We need a fast read/write solution for our GPS trackers data, as fast as possible, and Cassandra proved to be the best solution for our need. We evaluated both relational based solutions like Oracle and PostgreSQL, and document oriented databases like MongoDB. Oracle was discarded, because of steep license cost increases and sub optimal performances. MongoDB requested too many hardware resources to provide the performances we needed. However, the main reason we chose Cassandra over other technologies was that it perfectly fits our use case, it felt like the best tool for the job.

That’s great. What does your deployment look like?

We have a single cluster configuration with a very small number of nodes. Everything is hosted in the cloud. The current amount of data is about 200GB, we will reach one billion rows on our main column family by the end of the year and continue growing.

Is there anything you’d like to see in future versions of Apache Cassandra?

We’d like to see better integration with Java and Spring, since we develop a lot of services with it. It would be nice to have more documentation, a complete guide on data modeling with use cases. Up to date documentations and guides would help too, we found many online resources and some books, but most of them referred to obsolete versions of Cassandra. We also found a lack of tools for importing and exporting huge numbers of data, a command line utility like imp/exp or mongoimport/mongoexport would help a lot.

What’s your experience with the Apache Cassandra community?

We had a great experience with Datastax, they were extremely supportive and helped us a lot, both with data design and cluster deployment. The user mailing lists, expecially the Java Driver one, provided great information and insights, so our experience has been very positive.

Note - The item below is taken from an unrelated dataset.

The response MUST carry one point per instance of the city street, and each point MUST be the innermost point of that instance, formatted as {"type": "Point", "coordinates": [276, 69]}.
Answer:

Anything else that you’d like to add?

We like Cassandra a lot because it provides what it advertises, i.e. stellar performances with reasonable hardware resources, even if the data model imposes strong constraints over the queries, and the query language is not as rich as in other noSQL solutions like MongoDB. Please keep on improving Cassandra, without mimicking relational or documental features that would badly impact on the performances.